Visualizing sample images provides an overview of mammogram representations, showcasing differences and potential abnormalities present in the dataset.

5. Building a Convolutional Neural Network (CNN) Model

TensorFlow Import: Import TensorFlow, a popular deep learning framework for building neural network models.

Sequential Model: Define a sequential CNN model architecture using TensorFlow's Keras API and compile the model with an optimizer, loss function, and evaluation metric.

# Randomly sample images from two lists, 'non_cancer_imgs' and 'cancer_imgs'
some_non_img = random.sample(non_cancer_imgs, len(non_cancer_imgs))
some_can_img = random.sample(cancer_imgs, len(cancer_imgs))

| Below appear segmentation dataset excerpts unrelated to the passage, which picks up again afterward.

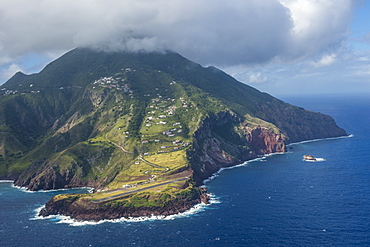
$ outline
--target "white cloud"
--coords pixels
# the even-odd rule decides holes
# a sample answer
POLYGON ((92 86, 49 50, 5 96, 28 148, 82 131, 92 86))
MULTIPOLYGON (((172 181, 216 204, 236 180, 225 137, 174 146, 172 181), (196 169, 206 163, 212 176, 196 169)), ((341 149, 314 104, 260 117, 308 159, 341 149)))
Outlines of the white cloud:
POLYGON ((0 80, 6 80, 12 77, 18 71, 21 71, 22 68, 15 63, 10 64, 8 67, 3 68, 0 72, 0 80))
POLYGON ((203 65, 229 68, 232 75, 256 85, 285 76, 310 77, 306 75, 339 66, 355 3, 0 0, 1 77, 21 68, 35 72, 46 64, 45 57, 50 61, 78 46, 171 49, 203 65), (43 59, 34 66, 20 63, 32 61, 30 53, 43 59))
POLYGON ((341 42, 350 0, 0 0, 2 55, 173 49, 204 64, 296 59, 341 42))
POLYGON ((322 67, 322 66, 329 66, 335 63, 337 58, 336 54, 324 55, 321 59, 317 62, 311 62, 312 66, 314 67, 322 67))
POLYGON ((261 72, 256 72, 256 73, 249 73, 248 74, 248 82, 249 83, 262 83, 267 81, 267 77, 263 76, 261 72))

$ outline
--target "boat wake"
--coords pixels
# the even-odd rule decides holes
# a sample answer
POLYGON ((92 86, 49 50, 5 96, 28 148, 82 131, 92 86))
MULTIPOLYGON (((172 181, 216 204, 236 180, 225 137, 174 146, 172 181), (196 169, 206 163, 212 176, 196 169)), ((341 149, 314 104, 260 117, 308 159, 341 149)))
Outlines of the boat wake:
POLYGON ((326 159, 324 159, 324 158, 315 158, 315 160, 305 160, 305 159, 303 159, 303 161, 306 161, 306 162, 323 162, 323 161, 326 161, 326 159))

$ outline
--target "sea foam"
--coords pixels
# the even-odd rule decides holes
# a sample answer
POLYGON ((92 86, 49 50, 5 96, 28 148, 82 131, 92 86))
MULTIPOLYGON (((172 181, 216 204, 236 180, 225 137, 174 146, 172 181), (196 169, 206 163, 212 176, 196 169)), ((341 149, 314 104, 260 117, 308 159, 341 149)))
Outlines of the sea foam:
MULTIPOLYGON (((210 203, 218 203, 216 198, 212 198, 210 203)), ((155 220, 174 220, 178 218, 186 218, 193 216, 199 212, 202 212, 205 210, 205 208, 210 204, 205 203, 199 203, 195 205, 194 207, 190 208, 189 210, 178 213, 174 215, 151 215, 151 216, 143 216, 143 217, 122 217, 119 219, 113 219, 113 220, 99 220, 99 221, 89 221, 89 220, 76 220, 72 219, 70 216, 64 216, 64 215, 49 215, 46 217, 39 216, 40 211, 44 208, 44 206, 39 207, 35 209, 36 215, 31 218, 30 220, 45 220, 49 219, 51 221, 55 221, 57 224, 68 224, 70 226, 87 226, 87 225, 100 225, 103 223, 125 223, 125 222, 143 222, 143 221, 155 221, 155 220)))

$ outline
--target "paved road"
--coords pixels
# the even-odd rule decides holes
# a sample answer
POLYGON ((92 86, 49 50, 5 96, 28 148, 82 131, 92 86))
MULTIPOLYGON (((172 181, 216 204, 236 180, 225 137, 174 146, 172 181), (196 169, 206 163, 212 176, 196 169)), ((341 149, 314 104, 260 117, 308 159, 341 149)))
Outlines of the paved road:
POLYGON ((176 182, 183 181, 183 180, 186 180, 186 179, 189 179, 189 178, 188 177, 178 178, 178 179, 171 180, 171 181, 168 181, 168 182, 151 185, 151 186, 148 186, 148 187, 145 187, 145 188, 141 188, 141 189, 137 189, 137 190, 133 190, 133 191, 129 191, 129 192, 123 192, 123 193, 120 193, 118 195, 108 196, 108 197, 105 197, 105 198, 102 198, 102 199, 93 200, 92 202, 93 203, 107 202, 107 201, 117 199, 117 198, 120 198, 120 197, 123 197, 123 196, 127 196, 127 195, 130 195, 130 194, 133 194, 133 193, 137 193, 137 192, 140 192, 140 191, 152 189, 152 188, 159 187, 159 186, 166 185, 166 184, 176 183, 176 182))

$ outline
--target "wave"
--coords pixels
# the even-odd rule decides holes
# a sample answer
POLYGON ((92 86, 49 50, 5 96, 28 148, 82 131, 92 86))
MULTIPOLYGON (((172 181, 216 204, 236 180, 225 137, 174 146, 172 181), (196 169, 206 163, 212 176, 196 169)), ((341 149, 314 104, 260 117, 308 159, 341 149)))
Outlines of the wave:
MULTIPOLYGON (((211 199, 210 204, 213 203, 219 203, 217 199, 211 199)), ((44 208, 44 206, 37 208, 36 215, 31 218, 30 220, 54 220, 57 224, 68 224, 70 226, 86 226, 86 225, 100 225, 103 223, 125 223, 125 222, 143 222, 143 221, 155 221, 155 220, 174 220, 178 218, 186 218, 193 216, 194 214, 197 214, 199 212, 202 212, 205 210, 205 208, 210 205, 205 203, 199 203, 192 207, 191 209, 183 212, 178 213, 174 215, 151 215, 151 216, 143 216, 143 217, 122 217, 119 219, 113 219, 113 220, 100 220, 100 221, 89 221, 89 220, 76 220, 72 219, 70 216, 64 216, 64 215, 49 215, 46 217, 39 216, 40 211, 44 208)))
POLYGON ((303 143, 325 141, 325 140, 336 140, 336 139, 351 138, 351 137, 353 137, 352 134, 350 134, 348 136, 338 136, 338 137, 328 137, 328 138, 321 138, 321 139, 312 139, 312 140, 301 141, 301 142, 293 142, 293 143, 288 144, 287 147, 293 146, 293 145, 298 145, 298 144, 303 144, 303 143))
POLYGON ((234 169, 234 168, 238 168, 238 167, 242 167, 242 166, 247 166, 249 163, 256 162, 256 161, 266 161, 265 159, 267 157, 273 156, 273 155, 278 155, 278 154, 286 154, 286 153, 276 152, 276 153, 271 153, 271 154, 265 154, 265 155, 263 155, 261 157, 258 157, 258 158, 255 158, 255 159, 251 159, 251 160, 247 160, 244 163, 241 163, 241 164, 238 164, 238 165, 229 166, 229 167, 221 167, 217 172, 213 173, 212 176, 210 176, 209 178, 203 180, 203 184, 206 184, 206 183, 212 181, 213 179, 217 178, 219 176, 219 174, 222 171, 224 171, 224 170, 231 170, 231 169, 234 169))
POLYGON ((306 162, 323 162, 323 161, 326 161, 326 159, 324 158, 315 158, 316 160, 305 160, 303 159, 303 161, 306 161, 306 162))
POLYGON ((68 224, 70 226, 87 226, 87 225, 100 225, 103 223, 125 223, 125 222, 143 222, 143 221, 155 221, 155 220, 174 220, 178 218, 187 218, 193 216, 199 212, 204 211, 207 207, 212 204, 221 203, 219 198, 217 198, 213 194, 208 194, 210 196, 209 204, 205 204, 203 202, 194 205, 194 207, 186 210, 185 212, 173 214, 173 215, 151 215, 151 216, 142 216, 142 217, 122 217, 119 219, 112 219, 112 220, 99 220, 99 221, 89 221, 89 220, 76 220, 71 218, 70 216, 65 215, 49 215, 49 216, 39 216, 40 211, 45 207, 44 205, 41 207, 36 208, 35 216, 30 218, 30 220, 51 220, 55 221, 57 224, 68 224))
POLYGON ((0 183, 14 183, 14 180, 0 180, 0 183))

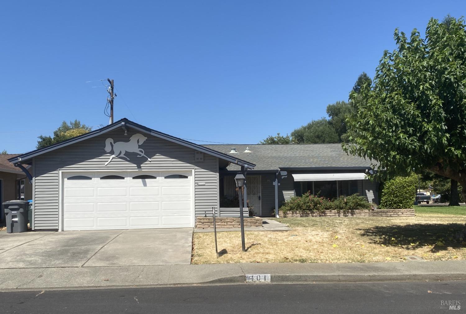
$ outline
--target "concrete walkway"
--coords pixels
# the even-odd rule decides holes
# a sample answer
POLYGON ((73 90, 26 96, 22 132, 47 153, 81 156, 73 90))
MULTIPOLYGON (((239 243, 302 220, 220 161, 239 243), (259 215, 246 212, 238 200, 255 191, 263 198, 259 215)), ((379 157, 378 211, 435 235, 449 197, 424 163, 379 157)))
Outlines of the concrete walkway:
POLYGON ((0 290, 239 283, 254 274, 272 283, 465 280, 466 260, 7 268, 0 290))
POLYGON ((192 228, 2 231, 0 268, 189 265, 192 243, 192 228))
MULTIPOLYGON (((275 220, 271 220, 267 218, 262 219, 262 227, 247 227, 244 228, 245 231, 288 231, 291 228, 284 223, 281 223, 275 220)), ((217 232, 225 232, 227 231, 241 231, 241 228, 232 228, 229 229, 218 228, 217 232)), ((209 229, 194 229, 195 232, 213 232, 213 228, 209 229)))

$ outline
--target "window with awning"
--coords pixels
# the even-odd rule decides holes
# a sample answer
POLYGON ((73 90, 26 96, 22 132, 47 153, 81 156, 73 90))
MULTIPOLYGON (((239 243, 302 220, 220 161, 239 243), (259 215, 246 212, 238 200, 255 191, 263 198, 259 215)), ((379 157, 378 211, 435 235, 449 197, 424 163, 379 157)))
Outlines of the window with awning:
POLYGON ((340 181, 345 180, 363 180, 367 179, 362 173, 343 173, 333 174, 292 174, 295 181, 340 181))
POLYGON ((362 195, 362 180, 366 179, 361 173, 330 174, 292 174, 296 195, 310 194, 333 199, 342 195, 357 193, 362 195))

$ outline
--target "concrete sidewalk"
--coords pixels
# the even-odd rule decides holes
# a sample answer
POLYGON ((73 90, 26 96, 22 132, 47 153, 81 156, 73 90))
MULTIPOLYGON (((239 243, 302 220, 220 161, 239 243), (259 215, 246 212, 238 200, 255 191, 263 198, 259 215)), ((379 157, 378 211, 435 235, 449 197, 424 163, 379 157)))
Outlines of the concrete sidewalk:
POLYGON ((465 280, 466 260, 6 268, 0 290, 240 283, 249 274, 272 283, 465 280))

# Initialize empty arrays to store image data and labels
non_img_arr = []  # Array for non-cancer images
can_img_arr = []  # Array for cancer images

# Loop through each image in the 'some_non_img' list
for img in some_non_img:
    # Read the image in color mode
    n_img = cv2.imread(img, cv2.IMREAD_COLOR)
    # Resize the image to a fixed size (50x50 pixels) using linear interpolation
    n_img_size = cv2.resize(n_img, (50, 50), interpolation=cv2.INTER_LINEAR)
    # Append the resized image and label 0 (indicating non-cancer) to the 'non_img_arr'
    non_img_arr.append([n_img_size, 0])

# Loop through each image in the 'some_can_img' list
for img in some_can_img:
    # Read the image in color mode
    c_img = cv2.imread(img, cv2.IMREAD_COLOR)
    # Resize the image to a fixed size (50x50 pixels) using linear interpolation
    c_img_size = cv2.resize(c_img, (50, 50), interpolation=cv2.INTER_LINEAR)
    # Append the resized image and label 1 (indicating cancer) to the 'can_img_arr'
    can_img_arr.append([c_img_size, 1])
X = []  # List for image data
y = []  # List for labels

# Concatenate the arrays 'non_img_arr' and 'can_img_arr' into a single array 'breast_img_arr'
breast_img_arr = np.concatenate((non_img_arr, can_img_arr))

# Shuffle the elements in the 'breast_img_arr' array randomly
random.shuffle(breast_img_arr)

# Loop through each element (feature, label) in the shuffled 'breast_img_arr'
for feature, label in breast_img_arr:
    # Append the image data (feature) to the 'X' list
    X.append(feature)
    # Append the label to the 'y' list
    y.append(label)

# Convert the lists 'X' and 'y' into NumPy arrays
X = np.array(X)
y = np.array(y)

# Print the shape of the 'X' array
print('X shape: {}'.format(X.shape))

# Split the dataset into training and testing sets, with a test size of 20%
X_train, X_test, y_train, y_test = train_test_split(X, y, test_size=0.20, random_state=42)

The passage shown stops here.